Tiffany Walker looked at her watch and tried to avoid wrinkling her dress too badly as she twisted to focus her 35-millimeter lens on the hotel window. The camera was eleven years old—a high-school graduation gift—from when she was sure she wanted to study to be a professional photographer. It was a high-quality piece of equipment that she had, at the time, imagined using to frame brilliant nature shots that would appear in national magazines, or maybe using it among the throng of photographers on a fashion runway.
Never in a million years had she imagined using it to get the money shot of a cheating spouse at a seedy hotel in a San Francisco neighborhood she didn't normally visit. This was her third attempt before her client had threatened not to pay if she didn't come up with something Mrs. Hooper could use to nail her philandering husband. At this point, all she had were pictures of Mr. Hooper entering the hotel, and the length of a female arm holding the door open for him. Not very incriminating.
The pay was minimal; what Tiffany was more worried about was the ding to her fledgling reputation as a private investigator. It was competitive, and there were dozens of P.I.s more experienced than she was in the area. She'd found one agency so overbooked that they'd decided to throw her the few bones they tossed out. She'd only gotten her license the month before, after completing her online certification, and this was her second job.
Much like the bent trajectory of her photography ambitions, this wasn't exactly what she wanted to do as a private investigator—she wanted to solve cases, murders and other important, life-changing crimes. But everyone had to start somewhere.
Marcus Hooper was definitely cheating on his wife. Tiffany had seen him come to this hotel several times now, and had seen a woman's hand on the door as she let Marcus in. But after that, they were out of view. The woman never stepped outside the door. What Tiffany knew and what she could prove were two different things. She'd taken all of the makes of cars and plate numbers from the lot, looking for repeats that she might track down to the woman in the room, but she must have taken a cab—a theory Tiffany was currently pursuing. Unsuccessfully. Cab companies were difficult to penetrate, let alone getting any one particular cabbie to talk. But she didn't need to know who the woman was—all she needed to do was catch Mr. Hooper in a compromising moment. Let him explain who it was to his wife and her lawyer.
Looking at her watch again, Tiffany groaned in frustration. The rehearsal dinner was tonight, and she had to be on time. As the lights clicked off up in Marcus's hotel room, she mentally calculated how long she had to spend on wedding responsibilities. No more than three hours.

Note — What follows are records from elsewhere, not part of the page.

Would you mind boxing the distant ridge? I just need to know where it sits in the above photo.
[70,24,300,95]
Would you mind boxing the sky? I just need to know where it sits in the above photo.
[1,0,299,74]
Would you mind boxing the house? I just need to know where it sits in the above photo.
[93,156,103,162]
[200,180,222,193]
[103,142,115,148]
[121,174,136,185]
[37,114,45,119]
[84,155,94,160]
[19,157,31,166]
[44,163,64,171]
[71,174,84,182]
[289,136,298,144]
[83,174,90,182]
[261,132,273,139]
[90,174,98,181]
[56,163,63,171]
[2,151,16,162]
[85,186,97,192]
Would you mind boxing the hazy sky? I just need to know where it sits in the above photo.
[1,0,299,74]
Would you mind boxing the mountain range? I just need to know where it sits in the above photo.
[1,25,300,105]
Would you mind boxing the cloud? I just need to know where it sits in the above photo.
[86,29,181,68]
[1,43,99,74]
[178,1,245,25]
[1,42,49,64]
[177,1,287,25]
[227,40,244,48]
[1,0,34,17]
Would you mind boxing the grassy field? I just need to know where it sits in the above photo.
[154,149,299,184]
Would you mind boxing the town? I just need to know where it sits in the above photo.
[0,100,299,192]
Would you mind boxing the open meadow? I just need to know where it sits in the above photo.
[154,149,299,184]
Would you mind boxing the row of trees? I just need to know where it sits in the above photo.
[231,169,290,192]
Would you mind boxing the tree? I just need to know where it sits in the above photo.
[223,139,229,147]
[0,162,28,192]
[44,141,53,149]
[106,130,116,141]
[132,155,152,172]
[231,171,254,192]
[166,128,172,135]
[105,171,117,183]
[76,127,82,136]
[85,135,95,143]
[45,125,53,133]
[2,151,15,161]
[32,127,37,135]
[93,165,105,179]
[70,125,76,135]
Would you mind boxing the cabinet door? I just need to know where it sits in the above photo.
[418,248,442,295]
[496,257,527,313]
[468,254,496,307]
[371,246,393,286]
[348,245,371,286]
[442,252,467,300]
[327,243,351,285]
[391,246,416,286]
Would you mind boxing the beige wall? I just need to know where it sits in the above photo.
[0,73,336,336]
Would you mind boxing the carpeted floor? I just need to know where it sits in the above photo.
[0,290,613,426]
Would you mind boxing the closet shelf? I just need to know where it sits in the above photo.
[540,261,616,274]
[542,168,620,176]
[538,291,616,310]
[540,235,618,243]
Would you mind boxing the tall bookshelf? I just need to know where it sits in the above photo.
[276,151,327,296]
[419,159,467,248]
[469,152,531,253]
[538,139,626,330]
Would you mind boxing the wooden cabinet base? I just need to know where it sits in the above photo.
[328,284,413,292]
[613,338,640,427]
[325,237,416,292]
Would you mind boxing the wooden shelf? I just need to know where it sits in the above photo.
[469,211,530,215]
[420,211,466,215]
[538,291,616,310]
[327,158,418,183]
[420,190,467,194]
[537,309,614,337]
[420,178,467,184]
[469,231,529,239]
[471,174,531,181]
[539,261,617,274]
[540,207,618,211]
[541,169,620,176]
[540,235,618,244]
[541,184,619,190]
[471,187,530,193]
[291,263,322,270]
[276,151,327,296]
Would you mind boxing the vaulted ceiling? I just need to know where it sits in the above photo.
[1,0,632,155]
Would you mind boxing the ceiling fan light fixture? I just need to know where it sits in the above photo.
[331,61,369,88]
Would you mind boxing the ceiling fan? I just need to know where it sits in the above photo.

If she was lucky, maybe Marcus would be here longer than that, and she could come back and finish the job. Maybe it was time to get a little more creative, pretend to be room service—wait, no, this place didn't have room service. But she could come up with some ruse to get him to open that door, and if she was standing right there, maybe she could get the shot and run.
It was risky, but she had to make this work. Good detectives did whatever they had to do to get the job done. She couldn't fail, not again.